I like to read Bill Gross’ column every month (and podcast) and have mentioned it here on more than one occasion. He is a smart man and the zen-god of the bond market via his firm PIMCO. He is not without his critics and his columns have a lot of extra style stuff inserted that blur their clarity, but they are still worth reading. And the Beatles, of course, are still worth listening to.
This month Gross touches on asset-backed lending in his column, When I’m Sixty-Four, a tried and true (sort of) form of mortgage lending where the lender actually understands who they are lending too, something lost in the recent surge in securitization run amok. Of course, keep in mind that JP Morgan was a robber baron.
I’ve had a famous picture of J.P. Morgan on my office wall for 25 years. Even now, the old man seems to be staring at my back and taunting me with his famous quote written just below his vest with pocket watch in full view: “Lending is not based primarily on money or property. No sir, the first thing is character.”
If there is not swift action at a Federal level, we’ll likely slip into a significant economic downturn.
In my opinion, the private credit markets have forfeited their privileged right to operate relatively autonomously because of incompetence, excessive greed, and in minor instances, fraudulent activities. As a result, the deflating private market’s balance sheet is being re-nationalized in some cases with increased regulation, in others with outright guarantees and agency lending. Ultimately government programs which support private credit market assets may be required in order to prevent an asset deflation of significant proportions. Authorities must act quickly, with a shot of adrenalin straight to the heart of the problem: home prices.
Think of the recent Federal Reserve rate cuts as a bailout.
Politicians – especially those on the Republican side of the aisle – are adamant about not using taxpayers’ funds to bailout Wall Street or housing speculators, or whoever the current devil may be. The public seems to nod in agreement while at the same time not noticing that their watch is being lifted or their pocket being picked.

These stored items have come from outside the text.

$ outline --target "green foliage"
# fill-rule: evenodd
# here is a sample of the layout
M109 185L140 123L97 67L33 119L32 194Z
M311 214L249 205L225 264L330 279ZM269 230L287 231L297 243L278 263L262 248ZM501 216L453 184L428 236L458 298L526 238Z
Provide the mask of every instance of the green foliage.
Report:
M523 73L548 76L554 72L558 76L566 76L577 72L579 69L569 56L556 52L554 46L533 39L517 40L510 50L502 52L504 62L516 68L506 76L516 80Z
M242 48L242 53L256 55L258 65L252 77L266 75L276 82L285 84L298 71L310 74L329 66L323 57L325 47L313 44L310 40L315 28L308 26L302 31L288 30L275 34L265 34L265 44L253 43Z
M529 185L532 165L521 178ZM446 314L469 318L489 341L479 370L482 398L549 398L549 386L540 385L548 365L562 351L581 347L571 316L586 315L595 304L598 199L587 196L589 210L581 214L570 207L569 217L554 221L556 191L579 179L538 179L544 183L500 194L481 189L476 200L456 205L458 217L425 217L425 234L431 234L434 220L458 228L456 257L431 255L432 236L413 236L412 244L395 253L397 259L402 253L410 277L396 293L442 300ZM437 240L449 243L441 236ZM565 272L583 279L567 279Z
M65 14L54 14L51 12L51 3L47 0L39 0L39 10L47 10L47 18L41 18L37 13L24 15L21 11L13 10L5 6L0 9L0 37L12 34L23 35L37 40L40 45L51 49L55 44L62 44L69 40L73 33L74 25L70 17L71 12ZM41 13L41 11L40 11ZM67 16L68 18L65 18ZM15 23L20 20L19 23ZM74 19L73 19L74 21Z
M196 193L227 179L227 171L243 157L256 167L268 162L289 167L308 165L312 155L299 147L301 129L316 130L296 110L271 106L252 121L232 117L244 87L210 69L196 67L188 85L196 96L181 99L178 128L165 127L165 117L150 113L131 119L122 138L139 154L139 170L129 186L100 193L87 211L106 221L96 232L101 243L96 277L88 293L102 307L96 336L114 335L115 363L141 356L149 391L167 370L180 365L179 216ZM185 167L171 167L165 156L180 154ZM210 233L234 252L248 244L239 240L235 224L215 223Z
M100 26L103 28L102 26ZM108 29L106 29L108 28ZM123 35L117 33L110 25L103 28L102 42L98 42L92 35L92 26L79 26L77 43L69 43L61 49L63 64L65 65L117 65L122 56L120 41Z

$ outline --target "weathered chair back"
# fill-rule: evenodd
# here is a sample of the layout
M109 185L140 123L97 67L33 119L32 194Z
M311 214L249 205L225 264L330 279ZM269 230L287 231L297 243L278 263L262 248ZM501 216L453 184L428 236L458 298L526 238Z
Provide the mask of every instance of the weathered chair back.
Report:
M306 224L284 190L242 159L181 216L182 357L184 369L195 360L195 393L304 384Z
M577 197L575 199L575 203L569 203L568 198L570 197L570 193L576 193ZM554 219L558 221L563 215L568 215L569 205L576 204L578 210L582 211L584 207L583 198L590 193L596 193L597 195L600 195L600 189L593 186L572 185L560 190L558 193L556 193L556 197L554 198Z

Let’s see: Twelve months ago the yield on your money market fund was 5%+ but your next statement will probably feature something closer to 2%. Did your money market fund (which in aggregate approaches 3 trillion dollars) experience any capital gains in the process? Absolutely not. So it looks like your (the taxpayer’s) contribution to the bailout of banks, or Florida condominium speculators can at least be quantified: 3% foregone interest per year on whatever you own
Now think about how free markets work. How can they perform freely if no effective standards or guidelines are in place? It’s not about more regulation, it is really about effective regulation and removal of distractions or those that provide a false sense of security.
You only need to look at the state of the current credit markets. Investors do not trust the packages being sold, and that is why we are in the mess we are in.